As transformações no mundo do trabalho lançaram por terra esta fantasia do século XX. Não só o mito do pai fundador se diluiu, de modo que cada um pode desbravar seu próprio pequeno continente através das mídias sociais, como as empresas não fazem mais nenhuma questão de sustentar a narrativa de recompensas por lealdade e obstinação. Há, no salve-se-quem-puder das microempresas individuais, uma foraclusão generalizada da castração: a meritocracia não surge como produto significante de inserção numa cadeia, mas como marca da pequena exceção à qual qualquer um pode aceder. O que Lacan ensinou a respeito da psicose é que o que é foracluído do simbólico retorna no real: neste caso, se o sujeito se vê como Pai de si próprio, desencadeado em relação à esteira de significantes que o ligam ao sentido coagulado numa carreira, a castração é espectro que paira como ameaça em chave persecutória: seja de modo leve, com o Estado corrupto que gasta excessivamente os tributos recolhidos; seja, por fim, na ameaça comunista, na qual o Pai da horda retorna como o líder autoritário de esquerda que, imaginariamente, forçará a distribuição de gozos.

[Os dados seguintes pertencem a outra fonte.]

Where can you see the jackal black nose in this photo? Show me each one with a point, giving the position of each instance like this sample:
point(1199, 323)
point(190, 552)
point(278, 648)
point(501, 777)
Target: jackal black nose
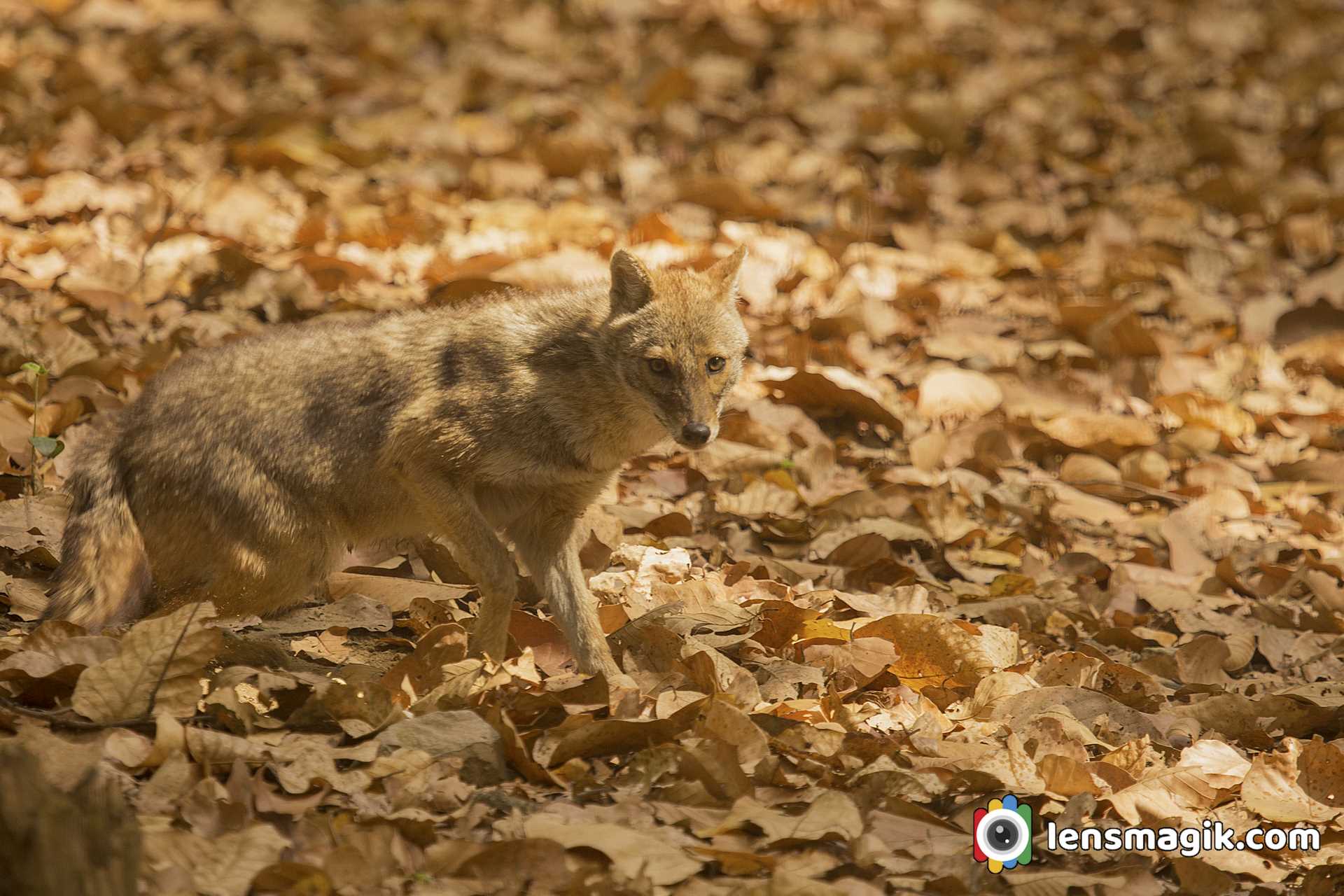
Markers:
point(695, 433)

Existe algo paradoxal na ideia de um delírio distributivo, e este é um paradoxo fecundo à psicanálise que tenciona interpretar os sintomas de seu tempo. O que soa paradoxal é, no fim das contas, que aquilo que sustentava a utopia comunista - uma comunidade de iguais, de irmãos - seja o ponto de maior angústia da direita. Neste ponto, a coisa merece estudo: é possível elaborar, no entanto, uma hipótese que caminha junto à noção de feminização do mundo que hoje está no centro das discussões no interior do campo freudiano. Trata-se de pensar que as entradas da cidade da lei tenham sido barbarizadas, de modo que cada gozo se condensa em seu próprio feudo. Sem fazer referência ao império, cada sujeito é rei de seu próprio latifúndio. Passar ao largo da lei, em matéria de gozo, significa acessar um gozo não-todo: a saber, um gozo que não é repartido e transmitido pelo Pai. Daí destaca-se a relevância de falar-se em capitais transnacionais: hoje o trabalho também é trans, já que a castração não é sentida como impedimentos numa carreira, mas como barragens no real aos ditames de um supereu furioso: empreenda!
Aqui, resta supor que o delírio da direita faz inventar o viril de modo sintomático e a despeito da lei, como reação à evaporação do pai e à vizinhança do gozo. Em outras palavras, o Pai autoritário retorna triunfante - e com uma virilidade comicamente inventada, gambiarra fascista - como tampão ao trabalho feminizado. Outro famoso dito marxista afirmava que a história se repete duas vezes: uma como tragédia, a outra como farsa. Se antes o comunismo trazia ao cerne das discussões o rumo da civilização, hoje trata-se de remexer no gozo do Um-sozinho. Seja como for, Marx continua atual, e continua caminhando lado a lado com a psicanálise.
Referência:
BROUSSE, Marie-Heléne. Mulheres e discursos. Rio de Janeiro: Contra Capa, 2019.